In an effort to promote peace,
approximately 850 high school freshman, juniors and seniors at the Hebrew
Academy of the Five Towns have become involved in the "Kids for Peace"
program of the Mothers Against Teaching Children to Kill and Hate
(M.A.T.C.K.H.).
Molly Resnick, director and founder of
M.A.T.C.K.H. since its start in 1998 has been going around the country to
similar schools educating and showing students what Anti-semetic views
Arab children are being taught in their country and to "oppose groups
teaching bigotry, hatred, and murder of children."
The
organization contacts the schools and makes them aware of their efforts to
educate Jewish children on what's going on in Palestine and what their
program is trying to teach.
Resnick already has traveled to
schools in Pennsylvania, Michigan, and New Jersey and has approximatley
3,000 letters from all the schools she's visited.
These letters
written by students express feelings and their personal views. These
letters will be laminated made part of a quilt along with others that
schools have made across the country.
The quilts will be taken to
either the Palestinian delagation in the United Nations or to Washington
D.C. under the auspices of Congress.
Ms. Aliza Kadosh, assistant
principal of Judaic Studies at HAFTR, told News12.com, “We feel and
our students feel that there is a real chance in the Middle East. Letters
won’t really accomplish that but education will.” She added, “We want
Palestinian children to see us as human beings.”
Kadosh told
News12.com, “We are portrayed as evil in Palestinian schools. Our
main message is educating the younger generation to peace.”
M.A.T.C.K.H. has also traveled to the Hebrew Academy of Nassau
County in Uniondale where Resnick has spoken to nearly 600 middle and high
school students.
Both local schools have made quilts and will also
march with them in the Israeli Day Parade in Manhattan on Sunday, May
20, 2001.
Two of the letters written by the students, which were submitted to
News12.com (Long Island, NY).
Student letter #1
Why must your young
hearts be filled with so much hate for people who wish only to live in
peaceful coexistence? Why can’t a common love for the land help unite us?
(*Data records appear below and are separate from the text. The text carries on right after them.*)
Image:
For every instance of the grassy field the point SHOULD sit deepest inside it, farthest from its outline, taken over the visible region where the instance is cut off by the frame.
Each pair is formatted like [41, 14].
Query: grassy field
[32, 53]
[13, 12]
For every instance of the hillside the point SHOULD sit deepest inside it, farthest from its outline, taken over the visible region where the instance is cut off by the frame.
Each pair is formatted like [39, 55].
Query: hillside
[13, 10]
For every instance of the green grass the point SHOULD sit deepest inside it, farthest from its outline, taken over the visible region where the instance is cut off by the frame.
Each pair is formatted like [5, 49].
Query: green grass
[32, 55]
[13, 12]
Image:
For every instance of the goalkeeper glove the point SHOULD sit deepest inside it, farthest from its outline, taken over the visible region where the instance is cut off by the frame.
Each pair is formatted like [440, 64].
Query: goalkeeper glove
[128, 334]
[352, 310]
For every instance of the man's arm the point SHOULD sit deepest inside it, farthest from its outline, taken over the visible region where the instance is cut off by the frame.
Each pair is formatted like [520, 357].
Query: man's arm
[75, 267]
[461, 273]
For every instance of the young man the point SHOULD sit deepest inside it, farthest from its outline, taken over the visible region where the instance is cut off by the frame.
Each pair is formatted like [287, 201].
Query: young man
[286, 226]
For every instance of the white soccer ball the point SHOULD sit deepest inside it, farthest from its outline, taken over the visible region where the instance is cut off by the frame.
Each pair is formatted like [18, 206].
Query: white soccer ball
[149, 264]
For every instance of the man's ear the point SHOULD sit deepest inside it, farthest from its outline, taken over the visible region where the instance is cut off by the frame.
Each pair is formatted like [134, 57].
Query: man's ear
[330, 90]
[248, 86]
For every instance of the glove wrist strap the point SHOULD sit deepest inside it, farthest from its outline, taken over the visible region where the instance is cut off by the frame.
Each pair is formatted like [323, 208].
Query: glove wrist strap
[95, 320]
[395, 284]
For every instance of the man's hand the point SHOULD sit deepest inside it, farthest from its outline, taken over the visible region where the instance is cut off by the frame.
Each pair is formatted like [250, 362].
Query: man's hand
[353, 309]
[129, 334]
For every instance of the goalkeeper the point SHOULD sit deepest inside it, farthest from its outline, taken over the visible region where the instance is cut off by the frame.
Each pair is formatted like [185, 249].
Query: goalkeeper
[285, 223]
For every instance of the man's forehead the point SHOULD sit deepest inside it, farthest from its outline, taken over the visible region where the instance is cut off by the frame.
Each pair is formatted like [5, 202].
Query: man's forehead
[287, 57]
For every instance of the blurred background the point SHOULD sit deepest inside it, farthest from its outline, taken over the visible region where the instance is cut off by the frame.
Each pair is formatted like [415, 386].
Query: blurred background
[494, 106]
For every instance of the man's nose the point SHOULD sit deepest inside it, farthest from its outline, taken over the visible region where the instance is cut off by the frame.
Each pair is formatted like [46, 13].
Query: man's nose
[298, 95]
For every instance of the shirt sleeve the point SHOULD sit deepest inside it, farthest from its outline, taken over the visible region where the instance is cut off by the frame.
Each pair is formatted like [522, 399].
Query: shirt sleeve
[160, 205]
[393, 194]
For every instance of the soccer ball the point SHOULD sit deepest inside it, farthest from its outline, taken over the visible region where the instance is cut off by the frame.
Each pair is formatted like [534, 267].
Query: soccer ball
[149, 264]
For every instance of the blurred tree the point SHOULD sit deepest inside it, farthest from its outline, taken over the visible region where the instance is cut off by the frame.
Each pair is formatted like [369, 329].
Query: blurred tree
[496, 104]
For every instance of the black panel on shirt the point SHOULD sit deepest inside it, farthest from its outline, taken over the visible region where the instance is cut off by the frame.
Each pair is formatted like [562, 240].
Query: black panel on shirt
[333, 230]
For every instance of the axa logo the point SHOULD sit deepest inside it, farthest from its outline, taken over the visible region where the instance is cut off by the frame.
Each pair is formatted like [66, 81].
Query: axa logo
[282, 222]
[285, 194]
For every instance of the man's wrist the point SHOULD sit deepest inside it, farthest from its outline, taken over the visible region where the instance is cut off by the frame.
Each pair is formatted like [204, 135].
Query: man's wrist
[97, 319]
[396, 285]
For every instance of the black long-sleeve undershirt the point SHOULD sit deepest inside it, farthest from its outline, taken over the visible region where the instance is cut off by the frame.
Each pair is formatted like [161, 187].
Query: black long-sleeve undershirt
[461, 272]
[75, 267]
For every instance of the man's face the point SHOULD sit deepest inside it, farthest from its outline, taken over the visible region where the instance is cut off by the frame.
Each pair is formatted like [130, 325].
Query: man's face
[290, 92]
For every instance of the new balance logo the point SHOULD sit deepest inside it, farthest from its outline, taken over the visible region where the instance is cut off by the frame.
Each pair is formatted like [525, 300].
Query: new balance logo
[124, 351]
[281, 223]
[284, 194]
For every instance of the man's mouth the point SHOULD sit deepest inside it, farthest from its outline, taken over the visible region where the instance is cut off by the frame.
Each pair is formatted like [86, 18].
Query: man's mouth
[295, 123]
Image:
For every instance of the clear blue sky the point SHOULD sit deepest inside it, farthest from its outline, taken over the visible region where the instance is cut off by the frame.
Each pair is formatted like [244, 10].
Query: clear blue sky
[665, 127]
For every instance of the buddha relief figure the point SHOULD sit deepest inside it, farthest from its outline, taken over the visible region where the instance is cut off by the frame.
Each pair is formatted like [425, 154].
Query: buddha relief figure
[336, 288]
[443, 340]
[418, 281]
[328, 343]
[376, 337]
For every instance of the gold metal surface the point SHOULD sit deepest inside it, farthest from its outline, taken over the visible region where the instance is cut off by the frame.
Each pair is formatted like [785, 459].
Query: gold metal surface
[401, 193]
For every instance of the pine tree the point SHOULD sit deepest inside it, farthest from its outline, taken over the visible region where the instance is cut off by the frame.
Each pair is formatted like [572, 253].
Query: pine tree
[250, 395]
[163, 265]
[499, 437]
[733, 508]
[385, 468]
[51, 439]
True harmony can only exist once hatred no longer does. I don’t learn to
hate you. So don’t listen to people who tell you to hate me. There is no
reason why we can’t live in peace.
Student Letter #2
Dear Fellow:
I know that your
immediate surroundings may suggest otherwise, but I along with the Jewish
nation have no wish of seeing you or your people suffer for any religious
or political cause. I do not know you, but I respect you for being another
human being. I think it is only fair for you to see us as people with
visions of peace, not violent struggle.